6. Forget about being right.

It is oh-so tempting to want to climb all over your mate when he/she does not live up to his/her minor promises (like not getting your car washed yesterday when he/she promised). Yes, you're right: He/she is wrong, but is it worth getting into a huff about? Granted, it's irritating to count on someone for something and not have them come through, but save the "I'm right and you're wrong" for the big stuff, like when your mate says he/she will make a commitment to stop swearing in front of your parents and continues to do so.

7. Forget the "tit for tat."

It's a natural response to want to get even with those who hurt your feelings or make you mad, but what does that do for your relationship? When the sun sets, wouldn't you rather snuggle up and watch it together than sulk in different rooms? There is never any point in leveling the playing field.

8. If it's not a deal-breaker, let it go.

Sometimes all of us get mired in the petty things, when it is far better to roll with them. As you begin to partake in a petty argument, ask yourself whether what you're fighting over is something that could cause the demise of your relationship. If the answer is "no," then go with the flow.

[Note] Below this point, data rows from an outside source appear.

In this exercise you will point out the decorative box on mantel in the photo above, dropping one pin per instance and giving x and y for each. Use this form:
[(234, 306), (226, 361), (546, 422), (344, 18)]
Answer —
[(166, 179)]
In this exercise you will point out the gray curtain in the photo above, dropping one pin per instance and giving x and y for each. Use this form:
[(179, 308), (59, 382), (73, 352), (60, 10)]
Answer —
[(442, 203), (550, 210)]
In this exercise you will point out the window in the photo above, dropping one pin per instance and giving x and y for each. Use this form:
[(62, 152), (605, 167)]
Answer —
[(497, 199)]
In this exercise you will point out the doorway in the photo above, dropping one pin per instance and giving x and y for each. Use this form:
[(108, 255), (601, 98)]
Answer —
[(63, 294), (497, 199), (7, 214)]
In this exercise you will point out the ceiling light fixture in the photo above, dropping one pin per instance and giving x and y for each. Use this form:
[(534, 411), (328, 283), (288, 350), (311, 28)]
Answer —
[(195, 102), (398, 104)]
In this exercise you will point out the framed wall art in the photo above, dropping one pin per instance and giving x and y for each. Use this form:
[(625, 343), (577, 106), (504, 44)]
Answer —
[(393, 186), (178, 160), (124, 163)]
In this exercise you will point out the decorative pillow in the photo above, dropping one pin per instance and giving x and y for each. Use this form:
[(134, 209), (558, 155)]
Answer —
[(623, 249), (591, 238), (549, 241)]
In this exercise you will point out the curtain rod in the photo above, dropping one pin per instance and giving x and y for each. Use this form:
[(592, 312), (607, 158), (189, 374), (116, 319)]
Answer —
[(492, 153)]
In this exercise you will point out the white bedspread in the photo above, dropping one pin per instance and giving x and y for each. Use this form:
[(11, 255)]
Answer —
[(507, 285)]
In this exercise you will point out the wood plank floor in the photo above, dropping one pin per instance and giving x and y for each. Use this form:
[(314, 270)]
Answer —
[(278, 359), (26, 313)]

9. Find another outlet for venting.

Many petty arguments are a result of one person unloading on another because he/she has had a bad day. Take up boxing, swing that racket extra hard on the tennis court, get on the treadmill, run like Forrest Gump, but do not take out your bad day on your mate by picking a fight over nothing. Direct your frustration elsewhere.

10. Be prepared.

If your mate gets lost every time he/she gets behind the wheel, find your destination in Yahoo! Local ahead of time. When your mate starts to complain that he/she cannot find the way, don't nag. Slide the directions over to your mate or read them off nicely.

11. Ply your sense of humor.

Nothing diffuses a petty argument faster than humor. Make light of the pettiness; you will find the absurdity of what you're fighting over amusing. Humor is essential in any relationship. But, don't use humor -- or what you perceive as humorous -- to de-value what your mate is feeling.